Subsequently, his study was complemented by requesting abdominal tomography. In which a proximal ileal loop was observed with the presence of distal cystic tumor that measures approximately 3.5cm with proximal dilation of this intestinal loop with a hydro-air level, related to intestinal invagination. No data of intestinal obstruction, free fluid, or pneumoperitoneum were observed (Figure 1). He was admitted for surgical treatment with a diagnosis of intestinal invagination. A diagnostic laparoscopy was performed and turned in open laparotomy with the following findings, a firm consistency tumor in the small intestine at the level of the ileum 7cm long and 3.5cm in diameter, occupying the entire lumen of the intestine, with an ileo-ileal invagination segment of approximately 15cm (Figure 2). The tumor was evaluated small intestine segment which measures 7cm long by 3.5cm in diameter with a light brown, smooth, shiny serosa, wall 4cm thick, trabeculated mucosa preserved in the intestinal wall, a nodular mass measuring 4 by 3.5cm, gray, cream attached directly to the wall, clean surgical edges of soft consistency and gelatinous appearance, well defined, not encapsulated with moderate amount of non-foul, non-hot inflammatory fluid (Figure 3). It was decided to perform resection and ileo-ileum anastomosis, the patient evolved satisfactorily and began diet 24 hours post-operative and discharged 4 days later without complications. Histological reported myxoid-like lesion made up of elongated fibroblasts, also with an inflammatory infiltrate polyp accompanied by eosinophils. It grows in the submucosa, pushes and ulcerates the submucosa, with an acute inflammatory reaction. well-defined tumor without cell atypia or mitosis, normal surgical edges (Figure 4).

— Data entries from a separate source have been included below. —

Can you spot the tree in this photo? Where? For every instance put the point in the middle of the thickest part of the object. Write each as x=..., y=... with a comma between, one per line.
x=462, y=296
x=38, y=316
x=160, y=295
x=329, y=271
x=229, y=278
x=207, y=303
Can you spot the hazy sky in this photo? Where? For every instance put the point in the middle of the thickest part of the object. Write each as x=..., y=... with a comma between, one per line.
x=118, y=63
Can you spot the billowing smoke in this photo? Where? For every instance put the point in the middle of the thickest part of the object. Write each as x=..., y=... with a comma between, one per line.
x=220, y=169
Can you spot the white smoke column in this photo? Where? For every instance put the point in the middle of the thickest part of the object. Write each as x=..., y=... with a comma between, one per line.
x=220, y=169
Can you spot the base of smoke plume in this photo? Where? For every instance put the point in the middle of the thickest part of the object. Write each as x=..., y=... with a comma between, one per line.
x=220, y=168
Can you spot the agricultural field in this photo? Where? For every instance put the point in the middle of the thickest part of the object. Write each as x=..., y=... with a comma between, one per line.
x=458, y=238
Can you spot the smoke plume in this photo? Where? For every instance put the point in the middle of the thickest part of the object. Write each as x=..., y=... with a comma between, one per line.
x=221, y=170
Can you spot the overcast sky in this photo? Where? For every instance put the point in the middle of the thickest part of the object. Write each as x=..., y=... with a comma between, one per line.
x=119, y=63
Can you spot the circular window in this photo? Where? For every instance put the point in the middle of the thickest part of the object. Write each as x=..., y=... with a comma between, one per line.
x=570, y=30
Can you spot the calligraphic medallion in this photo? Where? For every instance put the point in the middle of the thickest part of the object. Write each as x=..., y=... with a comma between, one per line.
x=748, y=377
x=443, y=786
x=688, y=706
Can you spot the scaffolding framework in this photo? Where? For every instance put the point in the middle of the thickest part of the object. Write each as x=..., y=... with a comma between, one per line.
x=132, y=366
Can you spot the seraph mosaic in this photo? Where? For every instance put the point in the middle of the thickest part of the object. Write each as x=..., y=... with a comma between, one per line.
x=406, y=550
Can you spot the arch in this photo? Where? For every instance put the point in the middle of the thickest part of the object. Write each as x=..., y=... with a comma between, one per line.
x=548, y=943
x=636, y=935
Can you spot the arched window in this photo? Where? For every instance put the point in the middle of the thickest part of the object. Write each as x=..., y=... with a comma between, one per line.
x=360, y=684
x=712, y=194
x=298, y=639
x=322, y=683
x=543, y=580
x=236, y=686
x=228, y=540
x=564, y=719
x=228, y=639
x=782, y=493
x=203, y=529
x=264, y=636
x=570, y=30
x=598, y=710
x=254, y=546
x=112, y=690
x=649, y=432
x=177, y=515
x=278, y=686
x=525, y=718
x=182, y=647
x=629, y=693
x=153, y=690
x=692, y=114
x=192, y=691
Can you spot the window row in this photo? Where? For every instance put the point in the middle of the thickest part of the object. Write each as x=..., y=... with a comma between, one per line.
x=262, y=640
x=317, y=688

Figure 1: Proximal ileal loop with the presence of distal cystic tumor that measures approximately 3.5cm with proximal dilation of this intestinal loop with a hydro-air level, related to intestinal invagination.


Figure 2: Firm consistency tumor in the ileum 7cm long and 3.5cm in diameter, occupying the entire lumen of the intestine, with an ileo-ileal invagination.


Figure 3: The tumor with a light brown, smooth, shiny serosa, trabeculated mucosa preserved in the intestinal wall, a nodular mass, cream attached directly to the wall, clean surgical edges of soft consistency and gelatinous appearance, well defined, not encapsulated.


Figure 4: Histological reported myxoid-like lesion made up of elongated fibroblasts, also with an inflammatory infiltrate polyp accompanied by eosinophils.